More than that, Mahomes has never had this many “good” weapons at his disposal. This isn’t a Travis Kelce-or-bust passing attack.
Here’s an example. JuJu Smith-Schuster has played at another level this season. You might not know it from his primary receiving stats. But his 77.2% catch rate is one of the league’s best among wideouts. Since Week 6, he’s caught 59 of 69 targets. That’s an 86% catch rate since mid-October.
Among all WRs with 100+ targets in any season in NFL history, the only one I could find with a better catch rate across 13 straight games was Michael Thomas in his first 13 contests in 2018. His catch rate was less than a point higher than Smith-Schuster’s.

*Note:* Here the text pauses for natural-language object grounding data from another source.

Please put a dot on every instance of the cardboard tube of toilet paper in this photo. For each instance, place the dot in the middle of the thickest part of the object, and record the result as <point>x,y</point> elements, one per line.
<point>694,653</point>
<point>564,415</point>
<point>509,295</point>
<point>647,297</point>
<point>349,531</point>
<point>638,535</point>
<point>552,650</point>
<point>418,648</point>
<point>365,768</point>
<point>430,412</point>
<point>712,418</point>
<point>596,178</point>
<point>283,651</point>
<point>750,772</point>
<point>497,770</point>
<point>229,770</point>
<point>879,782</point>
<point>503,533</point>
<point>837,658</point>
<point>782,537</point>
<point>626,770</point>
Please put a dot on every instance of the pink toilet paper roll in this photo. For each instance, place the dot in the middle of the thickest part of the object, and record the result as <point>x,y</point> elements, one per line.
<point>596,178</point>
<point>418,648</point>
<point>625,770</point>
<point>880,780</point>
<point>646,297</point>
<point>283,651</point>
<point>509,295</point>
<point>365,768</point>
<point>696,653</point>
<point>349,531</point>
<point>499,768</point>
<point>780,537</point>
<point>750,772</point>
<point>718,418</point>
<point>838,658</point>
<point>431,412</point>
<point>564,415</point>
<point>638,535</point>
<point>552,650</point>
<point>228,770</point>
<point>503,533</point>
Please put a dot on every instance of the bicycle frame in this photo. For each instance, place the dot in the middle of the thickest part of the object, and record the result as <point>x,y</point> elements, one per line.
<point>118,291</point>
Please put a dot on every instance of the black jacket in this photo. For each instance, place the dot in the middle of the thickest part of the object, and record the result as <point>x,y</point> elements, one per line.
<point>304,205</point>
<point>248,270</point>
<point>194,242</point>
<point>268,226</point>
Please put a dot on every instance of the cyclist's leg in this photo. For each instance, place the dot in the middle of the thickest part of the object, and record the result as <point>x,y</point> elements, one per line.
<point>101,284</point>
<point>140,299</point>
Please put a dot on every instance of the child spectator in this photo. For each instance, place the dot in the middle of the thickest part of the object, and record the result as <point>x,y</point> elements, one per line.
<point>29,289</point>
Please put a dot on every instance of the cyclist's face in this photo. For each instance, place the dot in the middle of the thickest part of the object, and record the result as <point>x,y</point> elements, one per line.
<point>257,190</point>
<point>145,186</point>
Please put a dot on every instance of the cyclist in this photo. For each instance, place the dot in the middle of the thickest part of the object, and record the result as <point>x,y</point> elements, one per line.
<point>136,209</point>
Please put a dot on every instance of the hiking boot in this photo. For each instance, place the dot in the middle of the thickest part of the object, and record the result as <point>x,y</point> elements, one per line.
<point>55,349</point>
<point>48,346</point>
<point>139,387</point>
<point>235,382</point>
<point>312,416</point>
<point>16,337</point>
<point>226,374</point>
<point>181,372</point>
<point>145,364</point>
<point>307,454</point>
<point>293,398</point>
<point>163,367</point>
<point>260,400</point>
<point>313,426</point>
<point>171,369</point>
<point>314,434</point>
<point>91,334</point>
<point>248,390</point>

That’s how incredible the Chiefs’ pseudo No. 1 WR is. And that speaks volumes about how incredible this offense is — that one of the greatest stretches of receiving prowess might make Smith-Schuster a 10+ target weekly option. But in this aerial attack, he’s a bit player. A frequent decoy. A situational tool in a jam-packed toolbox.
No, he and Kadarius Toney and Mecole Hardman reportedly are banged up and, perhaps, “questionable” for the Super Bowl. I wouldn’t read too much into this, at least not yet. If they can run, they’ll probably be out there.
Mahomes has eight ready-for-prime-time pass catchers at his disposal, plus a healthy dose of tertiary options like Marcus Kemp and Noah Gray.
In the end, I like KC taking this one by 5+ points, in part because I believe their offensive line will help neutralize the Eagles’ pass rush, and in part because of a running game that’s good enough to challenge Philly.
But mostly, it’s because of Mahomes and a collection of receivers — led by the all-world Kelce — who will force Philly’s secondary to adjust. And re-adjust. And keep re-adjusting, because there’s nothing predictable about Mahomes or this passing attack . . . except that it’s so dang hard to stop.